The quarterly data and job listings from NIJobs.com are viewed as a leading indicator of labour market performance, giving insight into recruitment trends, economic environment and the types of roles jobseekers are searching for online.
Richard Ramsey, Ulster Bank’s Chief Economist believes Northern Ireland’s economic recovery has moved up a few gears in the second quarter of 2021: “The Spring surge in hiring has been given an additional boost from the easing of restrictions in Q2, such as the reopening of the hospitality industry and the rapid rollout of the COVID19 vaccine. This is in sharp contrast to the corresponding period last year when the economy was under its most severe lockdown restrictions.
“Fast forward twelve months and the recruitment taps have been turned on full blast. Furlough remains a key distortion within the local labour market. As of the end of May, there were almost 59,000 people in Northern Ireland still availing of this government support. Will these individuals return to their employer?
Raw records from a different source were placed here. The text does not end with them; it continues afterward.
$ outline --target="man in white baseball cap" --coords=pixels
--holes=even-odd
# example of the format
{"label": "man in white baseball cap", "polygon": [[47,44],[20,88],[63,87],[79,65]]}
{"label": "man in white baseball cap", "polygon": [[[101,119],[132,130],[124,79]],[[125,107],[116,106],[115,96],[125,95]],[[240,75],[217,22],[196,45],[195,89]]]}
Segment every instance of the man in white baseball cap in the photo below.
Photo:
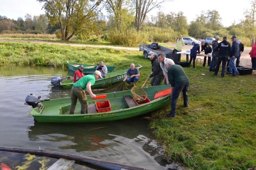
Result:
{"label": "man in white baseball cap", "polygon": [[96,95],[92,93],[91,87],[93,85],[95,81],[100,77],[102,78],[101,73],[99,71],[96,71],[92,74],[82,77],[73,85],[71,89],[71,104],[69,108],[69,114],[74,114],[75,113],[77,99],[81,104],[81,114],[86,113],[87,97],[85,91],[87,90],[92,98],[96,97]]}

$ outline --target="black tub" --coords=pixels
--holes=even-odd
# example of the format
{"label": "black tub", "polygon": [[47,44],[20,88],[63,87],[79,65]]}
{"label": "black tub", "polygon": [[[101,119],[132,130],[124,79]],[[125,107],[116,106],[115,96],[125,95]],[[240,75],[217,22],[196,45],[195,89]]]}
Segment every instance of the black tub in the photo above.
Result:
{"label": "black tub", "polygon": [[188,62],[186,61],[182,61],[181,62],[177,62],[177,65],[179,65],[183,67],[188,66]]}
{"label": "black tub", "polygon": [[[236,68],[244,68],[245,67],[244,66],[236,66]],[[228,71],[228,71],[229,70],[229,67],[227,67],[227,71]],[[232,72],[233,73],[234,73],[234,72],[235,71],[234,70],[234,69],[232,69]]]}
{"label": "black tub", "polygon": [[252,68],[248,67],[237,68],[237,71],[239,72],[239,74],[241,75],[251,74],[252,73],[253,69]]}

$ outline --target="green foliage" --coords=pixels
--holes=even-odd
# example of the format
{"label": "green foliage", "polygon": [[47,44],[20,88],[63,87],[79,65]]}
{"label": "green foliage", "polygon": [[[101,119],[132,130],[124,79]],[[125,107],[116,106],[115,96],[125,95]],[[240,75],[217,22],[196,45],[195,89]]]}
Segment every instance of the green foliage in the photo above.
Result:
{"label": "green foliage", "polygon": [[146,33],[138,32],[134,28],[121,28],[119,30],[114,28],[109,31],[107,35],[108,40],[111,43],[127,46],[146,43],[147,36]]}
{"label": "green foliage", "polygon": [[166,159],[188,169],[251,168],[256,165],[255,74],[222,78],[200,65],[184,68],[190,80],[189,107],[179,97],[176,117],[165,116],[169,107],[155,112],[150,127]]}

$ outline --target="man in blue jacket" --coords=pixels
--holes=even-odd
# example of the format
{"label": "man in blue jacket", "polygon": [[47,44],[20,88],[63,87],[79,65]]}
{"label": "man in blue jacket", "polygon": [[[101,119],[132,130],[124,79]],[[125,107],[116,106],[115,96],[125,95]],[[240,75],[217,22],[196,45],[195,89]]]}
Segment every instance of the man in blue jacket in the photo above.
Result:
{"label": "man in blue jacket", "polygon": [[[235,76],[239,74],[236,67],[235,65],[235,60],[236,57],[239,57],[239,43],[236,41],[236,37],[234,36],[231,38],[232,42],[232,46],[231,47],[231,52],[230,54],[230,61],[229,66],[229,70],[228,73],[229,74],[232,74],[233,76]],[[232,69],[235,71],[234,73],[232,73]]]}

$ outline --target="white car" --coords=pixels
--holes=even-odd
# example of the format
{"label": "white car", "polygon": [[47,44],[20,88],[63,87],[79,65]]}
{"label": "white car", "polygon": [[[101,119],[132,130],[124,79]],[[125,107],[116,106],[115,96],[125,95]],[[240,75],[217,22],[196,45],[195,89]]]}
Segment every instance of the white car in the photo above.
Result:
{"label": "white car", "polygon": [[190,37],[183,38],[183,40],[184,40],[184,43],[185,44],[185,45],[191,44],[193,45],[195,45],[195,44],[198,41],[195,38]]}

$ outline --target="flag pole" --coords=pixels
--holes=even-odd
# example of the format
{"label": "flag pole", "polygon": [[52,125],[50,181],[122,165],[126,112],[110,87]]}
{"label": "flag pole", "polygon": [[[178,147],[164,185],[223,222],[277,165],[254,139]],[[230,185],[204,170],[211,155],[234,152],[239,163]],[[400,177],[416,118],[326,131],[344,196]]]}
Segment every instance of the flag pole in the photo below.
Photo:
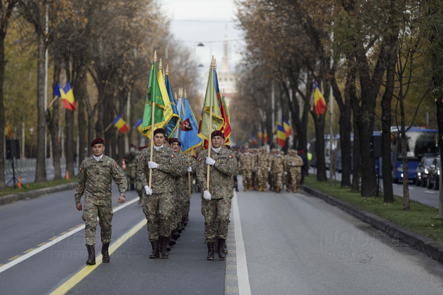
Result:
{"label": "flag pole", "polygon": [[[153,59],[153,61],[154,62],[155,62],[157,61],[157,51],[154,51],[154,57]],[[161,60],[161,59],[160,59]],[[154,75],[156,74],[156,72],[157,72],[157,69],[154,69]],[[152,89],[151,89],[151,91]],[[154,102],[152,104],[152,117],[151,119],[151,160],[150,161],[152,162],[152,153],[154,151],[154,126],[155,122],[155,113],[154,111],[156,109],[156,101],[155,99],[154,99]],[[151,186],[151,184],[152,181],[152,169],[149,169],[149,188],[151,190],[152,189],[152,186]]]}
{"label": "flag pole", "polygon": [[[215,62],[214,60],[214,56],[212,56],[212,61],[211,62],[211,67],[209,68],[210,71],[212,67],[214,67]],[[209,106],[209,134],[208,135],[209,140],[208,141],[208,157],[211,157],[211,148],[212,147],[212,141],[211,138],[211,134],[212,133],[212,106]],[[211,165],[208,164],[208,176],[206,177],[206,186],[208,190],[209,190],[209,167]]]}

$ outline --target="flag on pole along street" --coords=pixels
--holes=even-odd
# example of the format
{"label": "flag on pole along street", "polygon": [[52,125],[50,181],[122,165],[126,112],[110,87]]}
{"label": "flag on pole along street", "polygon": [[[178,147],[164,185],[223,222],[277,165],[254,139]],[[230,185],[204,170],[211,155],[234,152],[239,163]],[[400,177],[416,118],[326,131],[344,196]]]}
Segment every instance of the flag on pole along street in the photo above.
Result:
{"label": "flag on pole along street", "polygon": [[152,118],[153,103],[155,103],[154,130],[158,128],[163,128],[172,118],[172,107],[168,96],[163,79],[161,70],[157,71],[157,62],[155,62],[151,68],[148,93],[146,94],[146,102],[145,103],[145,111],[143,114],[143,123],[142,133],[151,138]]}
{"label": "flag on pole along street", "polygon": [[291,126],[289,124],[289,123],[287,122],[287,121],[284,118],[283,119],[283,127],[285,128],[285,133],[286,133],[286,138],[287,138],[291,134]]}
{"label": "flag on pole along street", "polygon": [[141,119],[138,119],[138,120],[137,121],[137,123],[135,123],[135,126],[134,126],[134,128],[136,129],[137,130],[141,132],[141,128],[143,126],[143,121]]}
{"label": "flag on pole along street", "polygon": [[277,123],[277,145],[280,147],[285,146],[285,142],[286,141],[286,133],[285,132],[285,127],[280,123]]}
{"label": "flag on pole along street", "polygon": [[77,110],[75,108],[75,100],[74,99],[74,92],[71,87],[71,84],[68,81],[64,88],[62,88],[59,82],[56,82],[54,88],[53,95],[62,98],[63,101],[63,107],[65,109]]}
{"label": "flag on pole along street", "polygon": [[182,143],[182,152],[185,153],[201,145],[201,139],[197,136],[198,125],[188,99],[182,97],[180,102],[184,115],[182,117],[179,141]]}
{"label": "flag on pole along street", "polygon": [[121,133],[124,134],[129,130],[129,127],[127,126],[126,122],[125,121],[125,120],[122,118],[120,115],[117,116],[117,118],[114,119],[114,120],[112,121],[112,123]]}
{"label": "flag on pole along street", "polygon": [[[209,70],[209,77],[206,86],[206,93],[205,94],[205,102],[203,103],[201,114],[200,115],[200,124],[198,125],[199,137],[207,141],[209,139],[209,113],[210,107],[212,107],[212,124],[211,130],[220,130],[224,125],[224,121],[222,115],[222,110],[217,97],[214,83],[214,66],[211,66]],[[208,146],[203,146],[203,149],[208,148]]]}
{"label": "flag on pole along street", "polygon": [[216,91],[217,93],[217,99],[219,100],[219,104],[220,110],[222,112],[222,117],[224,123],[222,129],[220,129],[224,134],[224,141],[226,144],[229,143],[229,136],[231,135],[231,125],[229,124],[229,119],[228,118],[227,113],[224,108],[224,104],[223,103],[223,100],[220,95],[220,89],[219,88],[219,80],[217,78],[217,72],[214,69],[214,83],[215,84]]}
{"label": "flag on pole along street", "polygon": [[[171,108],[172,109],[172,118],[169,122],[164,126],[164,131],[166,131],[166,136],[168,138],[174,133],[174,131],[179,126],[180,123],[180,117],[177,110],[177,105],[175,100],[174,99],[174,95],[172,94],[172,88],[171,87],[171,83],[169,82],[169,78],[166,75],[164,80],[166,90],[168,91],[168,97],[171,103]],[[172,137],[174,137],[173,136]]]}
{"label": "flag on pole along street", "polygon": [[326,102],[325,102],[324,98],[323,97],[323,94],[320,92],[320,89],[318,88],[318,86],[317,85],[316,81],[314,81],[314,88],[316,113],[317,113],[317,116],[320,116],[320,114],[324,113],[324,111],[326,110]]}

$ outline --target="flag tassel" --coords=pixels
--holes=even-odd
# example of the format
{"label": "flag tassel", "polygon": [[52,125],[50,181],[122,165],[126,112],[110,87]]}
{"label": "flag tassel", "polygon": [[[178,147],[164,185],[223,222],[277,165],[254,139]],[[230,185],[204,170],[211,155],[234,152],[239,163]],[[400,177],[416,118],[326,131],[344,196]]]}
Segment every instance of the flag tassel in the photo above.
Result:
{"label": "flag tassel", "polygon": [[[212,106],[209,107],[209,140],[208,141],[208,157],[211,157],[211,148],[212,147],[212,141],[211,139],[211,134],[212,133]],[[206,177],[206,186],[208,190],[209,190],[209,166],[208,164],[208,176]]]}

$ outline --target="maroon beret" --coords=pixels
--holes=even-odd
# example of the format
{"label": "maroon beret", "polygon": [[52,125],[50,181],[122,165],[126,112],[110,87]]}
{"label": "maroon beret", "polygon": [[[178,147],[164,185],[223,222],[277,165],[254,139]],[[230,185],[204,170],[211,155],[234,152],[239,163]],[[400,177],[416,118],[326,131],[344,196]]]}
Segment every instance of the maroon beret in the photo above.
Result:
{"label": "maroon beret", "polygon": [[163,135],[165,135],[166,134],[166,131],[165,131],[164,129],[162,128],[158,128],[155,130],[154,130],[154,135],[155,135],[157,133],[161,133]]}
{"label": "maroon beret", "polygon": [[104,145],[104,140],[102,138],[97,137],[91,142],[91,146],[92,147],[94,145],[97,145],[98,144]]}
{"label": "maroon beret", "polygon": [[223,138],[223,139],[224,139],[224,134],[223,134],[223,132],[220,130],[215,130],[211,134],[211,138],[212,138],[214,136],[221,136]]}

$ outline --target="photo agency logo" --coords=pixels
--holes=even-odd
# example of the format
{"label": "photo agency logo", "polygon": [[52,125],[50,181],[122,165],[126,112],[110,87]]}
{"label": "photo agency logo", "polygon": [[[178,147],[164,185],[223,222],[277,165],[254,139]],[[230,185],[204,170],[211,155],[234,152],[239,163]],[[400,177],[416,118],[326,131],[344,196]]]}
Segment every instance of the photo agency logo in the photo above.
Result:
{"label": "photo agency logo", "polygon": [[[60,68],[129,68],[132,61],[128,58],[136,53],[130,42],[53,42],[51,48],[51,66]],[[69,60],[66,60],[66,57]]]}

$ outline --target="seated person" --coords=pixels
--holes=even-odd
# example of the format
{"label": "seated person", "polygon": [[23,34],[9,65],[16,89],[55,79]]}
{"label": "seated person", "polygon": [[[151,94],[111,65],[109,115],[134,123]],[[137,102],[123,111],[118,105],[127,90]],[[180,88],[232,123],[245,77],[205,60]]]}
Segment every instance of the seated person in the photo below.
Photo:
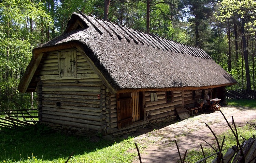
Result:
{"label": "seated person", "polygon": [[205,104],[205,108],[209,109],[211,105],[210,99],[212,98],[212,94],[210,93],[206,94],[203,97],[203,103]]}

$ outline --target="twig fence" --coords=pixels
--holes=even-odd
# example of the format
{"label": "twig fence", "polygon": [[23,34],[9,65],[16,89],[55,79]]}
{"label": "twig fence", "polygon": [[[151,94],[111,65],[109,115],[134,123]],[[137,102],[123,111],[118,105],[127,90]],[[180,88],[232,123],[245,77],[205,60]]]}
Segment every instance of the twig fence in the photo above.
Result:
{"label": "twig fence", "polygon": [[0,110],[0,115],[6,115],[4,118],[0,117],[0,128],[16,128],[21,126],[34,126],[37,124],[38,116],[31,115],[37,114],[35,111],[37,109],[25,109],[15,101],[13,102],[17,109]]}
{"label": "twig fence", "polygon": [[[256,138],[255,138],[254,135],[254,134],[253,135],[253,138],[250,138],[248,140],[246,140],[241,137],[244,140],[240,144],[239,141],[237,130],[236,126],[236,124],[234,123],[234,121],[233,116],[232,116],[232,124],[234,125],[234,129],[233,129],[231,127],[231,126],[229,123],[223,113],[221,111],[220,111],[223,116],[224,119],[228,124],[228,125],[231,129],[234,136],[237,141],[237,145],[234,145],[231,147],[229,148],[228,149],[226,153],[224,155],[223,152],[225,150],[225,149],[223,149],[223,147],[225,140],[225,136],[224,135],[223,140],[222,140],[222,144],[221,145],[219,142],[219,140],[211,128],[211,127],[207,123],[204,123],[205,125],[210,129],[215,138],[218,146],[218,149],[214,148],[209,143],[203,139],[203,140],[210,145],[216,152],[209,156],[205,157],[202,145],[200,144],[200,146],[204,158],[196,162],[196,163],[199,163],[202,162],[206,163],[206,160],[207,159],[216,155],[217,155],[217,157],[214,160],[212,161],[212,163],[230,163],[231,162],[232,163],[256,163]],[[247,123],[252,126],[256,130],[256,125],[255,124],[253,125],[248,122],[247,122]],[[181,163],[184,163],[187,154],[187,150],[186,150],[183,158],[182,158],[182,156],[180,152],[179,145],[176,142],[176,140],[174,140],[174,141],[176,145],[176,146],[177,147],[177,149],[180,157],[180,162]],[[140,162],[141,163],[141,159],[140,157],[140,155],[139,154],[139,149],[138,148],[137,144],[136,143],[135,143],[134,144],[136,144],[136,148],[138,151]]]}

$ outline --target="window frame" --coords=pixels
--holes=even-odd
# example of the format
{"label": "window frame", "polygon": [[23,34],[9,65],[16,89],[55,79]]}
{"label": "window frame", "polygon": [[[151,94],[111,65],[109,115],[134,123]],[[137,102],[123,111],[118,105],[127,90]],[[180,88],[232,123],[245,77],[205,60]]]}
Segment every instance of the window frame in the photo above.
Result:
{"label": "window frame", "polygon": [[[168,100],[170,97],[171,97],[170,101]],[[173,92],[172,91],[165,91],[165,99],[166,103],[169,104],[173,102]]]}

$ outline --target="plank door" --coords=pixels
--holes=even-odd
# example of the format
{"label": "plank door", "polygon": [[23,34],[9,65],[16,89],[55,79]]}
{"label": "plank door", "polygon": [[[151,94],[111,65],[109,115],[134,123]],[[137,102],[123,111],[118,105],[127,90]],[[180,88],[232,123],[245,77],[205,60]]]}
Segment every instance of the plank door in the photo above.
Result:
{"label": "plank door", "polygon": [[131,93],[117,93],[117,127],[121,128],[132,124]]}
{"label": "plank door", "polygon": [[58,54],[59,77],[76,77],[76,50],[59,52]]}
{"label": "plank door", "polygon": [[132,117],[133,122],[136,122],[140,120],[140,99],[139,92],[132,93]]}

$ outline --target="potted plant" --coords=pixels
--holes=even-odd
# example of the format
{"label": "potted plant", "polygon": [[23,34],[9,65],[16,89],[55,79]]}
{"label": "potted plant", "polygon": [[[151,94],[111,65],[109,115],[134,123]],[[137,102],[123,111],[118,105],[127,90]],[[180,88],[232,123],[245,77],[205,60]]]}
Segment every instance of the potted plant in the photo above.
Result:
{"label": "potted plant", "polygon": [[202,98],[201,99],[199,98],[197,101],[197,104],[198,104],[198,105],[201,107],[203,106],[203,99]]}

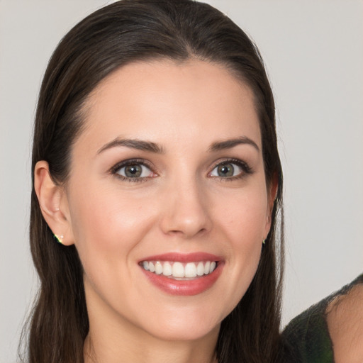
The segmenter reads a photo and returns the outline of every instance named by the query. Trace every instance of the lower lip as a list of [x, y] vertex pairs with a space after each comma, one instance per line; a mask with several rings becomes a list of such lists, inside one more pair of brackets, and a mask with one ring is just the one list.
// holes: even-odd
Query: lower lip
[[143, 272], [150, 281], [163, 291], [171, 295], [190, 296], [201, 294], [212, 287], [220, 275], [222, 269], [223, 264], [219, 262], [213, 272], [192, 280], [174, 280], [162, 274], [157, 275], [150, 272], [144, 269]]

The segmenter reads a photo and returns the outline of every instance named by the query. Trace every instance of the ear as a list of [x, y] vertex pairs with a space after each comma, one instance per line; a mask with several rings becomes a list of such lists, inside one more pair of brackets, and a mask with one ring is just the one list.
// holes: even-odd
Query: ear
[[271, 228], [272, 210], [274, 209], [274, 204], [275, 203], [276, 197], [277, 196], [277, 189], [279, 187], [279, 179], [277, 173], [274, 173], [271, 181], [269, 188], [267, 190], [267, 219], [264, 230], [264, 238], [267, 238], [269, 230]]
[[57, 185], [49, 172], [48, 163], [38, 162], [34, 169], [34, 189], [43, 216], [60, 243], [74, 244], [68, 201], [64, 188]]

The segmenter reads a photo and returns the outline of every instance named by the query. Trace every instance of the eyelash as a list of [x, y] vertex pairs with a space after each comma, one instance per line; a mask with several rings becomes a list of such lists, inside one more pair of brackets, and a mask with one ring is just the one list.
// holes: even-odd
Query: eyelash
[[[241, 168], [242, 172], [238, 175], [229, 177], [217, 177], [217, 176], [211, 176], [211, 174], [212, 172], [218, 167], [221, 165], [227, 165], [228, 164], [234, 164]], [[115, 166], [113, 166], [110, 169], [110, 174], [112, 175], [115, 175], [117, 178], [120, 179], [123, 182], [146, 182], [148, 179], [153, 177], [127, 177], [123, 175], [121, 175], [118, 172], [120, 171], [123, 167], [125, 167], [129, 165], [143, 165], [146, 167], [147, 169], [150, 170], [150, 172], [157, 176], [156, 173], [152, 170], [152, 167], [148, 162], [146, 162], [143, 159], [131, 159], [128, 160], [124, 160], [123, 162], [117, 163]], [[208, 174], [209, 177], [216, 178], [221, 182], [232, 182], [236, 179], [241, 179], [246, 176], [246, 174], [251, 174], [253, 173], [252, 169], [245, 162], [240, 160], [238, 159], [227, 159], [222, 162], [218, 162], [216, 163], [213, 168], [212, 171]]]
[[[210, 177], [214, 177], [218, 178], [220, 182], [233, 182], [234, 180], [237, 179], [243, 179], [246, 175], [247, 174], [253, 174], [253, 170], [250, 165], [245, 162], [243, 162], [242, 160], [240, 160], [239, 159], [227, 159], [225, 160], [223, 160], [222, 162], [217, 162], [212, 168], [212, 172], [218, 167], [221, 165], [227, 165], [228, 164], [234, 164], [241, 168], [242, 172], [238, 175], [233, 176], [233, 177], [213, 177], [211, 176]], [[208, 176], [211, 174], [211, 172], [208, 173]]]
[[139, 177], [139, 178], [130, 178], [124, 177], [123, 175], [121, 175], [118, 173], [123, 167], [128, 167], [129, 165], [143, 165], [144, 167], [146, 167], [147, 169], [150, 170], [150, 172], [152, 174], [155, 174], [152, 167], [149, 164], [149, 163], [146, 162], [145, 160], [143, 159], [130, 159], [128, 160], [124, 160], [123, 162], [117, 163], [114, 167], [113, 167], [111, 170], [110, 173], [112, 175], [114, 175], [117, 178], [120, 179], [123, 182], [130, 182], [132, 183], [140, 183], [143, 182], [146, 182], [147, 179], [152, 177]]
Once the scheme is eventually wound down by the autumn we will get a clearer idea of the scale of the mismatch between the supply and demand for labour.
“27 of the 31 employment categories increased the number of job listings in Q2 relative to the previous quarter. During the three months to June, there was a 57% quarterly increase in job advertisements with five times the number of job listings than occurred in Q2 2020.
“In terms of the total number of vacancies, Hospitality has been catapulted from 20th to 2nd in one quarter and knocks IT into third spot. 1 in 4 of the increase in the overall job listings during the latest quarter was accounted for by Hospitality with 1 in 9 of all job listings on the NIJobs.com platform falling within the sector. The number of job vacancies in Q2 2021 for the Hospitality sector was 36 times the number recorded in Q2 last year.
“It is encouraging to see the scale of the demand for roles across a broad range of sectors. The challenge, however, will be filling these roles. Skills shortages are prevalent across the length and breadth of the economy. Prior to Brexit, the EU was a key source of labour that plugged skills shortages in a variety of occupations and sectors. But UK firms can no longer tap this resource in the way they once did. Skills shortages are likely to be accompanied by significant pay rises. This is just one of many costs for business that are rising at much faster rates than they would like.
“2020 was a profound year for the economy at a global, national and local level. 2021 is also set to be an unusual year for the recruitment market too. Economies around the world are seeing record vacancies. This is as much to do with churn than simply employment growth and business expansion. We have entered a period that has been dubbed ‘The Great Resignation’. As return-to-work plans gather steam, more and more workers are rethinking their jobs and lives after COVID. The Great Migration to remote work during the pandemic has also had a profound impact on when and where people want to work. Instead of heading back to the office people may simply quit their jobs instead.
“During the lockdowns and in furlough people hunkered down. Now with the recovery gathering, there is pent-up demand for people who want to change careers or jobs altogether. Research from Microsoft suggests over 40% of the global workforce are set to resign at some point this year. Just under 40% of UK and Irish workers say they will do the same this year or when the economy is stronger. This is around double what it would typically be. The next 12 months are likely to see an unusually high level of staff turnover as firms and individuals adapt to the Post-COVID world. We have already started to see this in the latest NIJobs.com Jobs Report.”